Brunei adopts sharia law, others in Southeast Asia consider it
The sultanate of Brunei this week becomes the first East Asian country to introduce Islamic criminal law, the latest example of a deepening religious conservatism that has also taken root in parts of neighbouring Malaysia and Indonesia.
Brunei, a tiny former British protectorate of about 400,000 nestled between two Malaysian states on Borneo island, relies on oil and gas exports for its prosperity, with annual per capita income of nearly $50,000 (29,715 pounds). It is the first country in east Asia to adopt the criminal component of sharia at a national level.
Run by Sultan Haji Hassanal Bolkiah, 67, Brunei has no national elections, but any discontent has been assuaged by high, tax-free incomes and benefits like free education and health care.
By 2035, though, Brunei’s net exports of oil and gas will almost halve, according to the Asian Development Bank.
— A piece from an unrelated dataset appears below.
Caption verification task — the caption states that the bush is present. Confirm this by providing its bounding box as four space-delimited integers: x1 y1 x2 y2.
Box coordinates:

Efforts to diversify the economy have made limited progress.
The sultan, said by diplomats to have become more religious, announced the introduction of sharia as a “great achievement”.
From Wednesday, residents of the country dominated by Malay Muslims face conviction by Islamic courts and fines or jail terms for offences like pregnancy outside marriage, failure to perform Friday prayers, and propagating other religions.
A second phase comes into effect 12 months later covering offences for theft and alcohol consumption by Muslims, punishable by whipping and amputations.
The death penalty, including by stoning, will be introduced in the final phase a year later for offences including adultery, sodomy and insulting the Koran or the Prophet Muhammad.
Most of the laws will also apply to non-Muslims.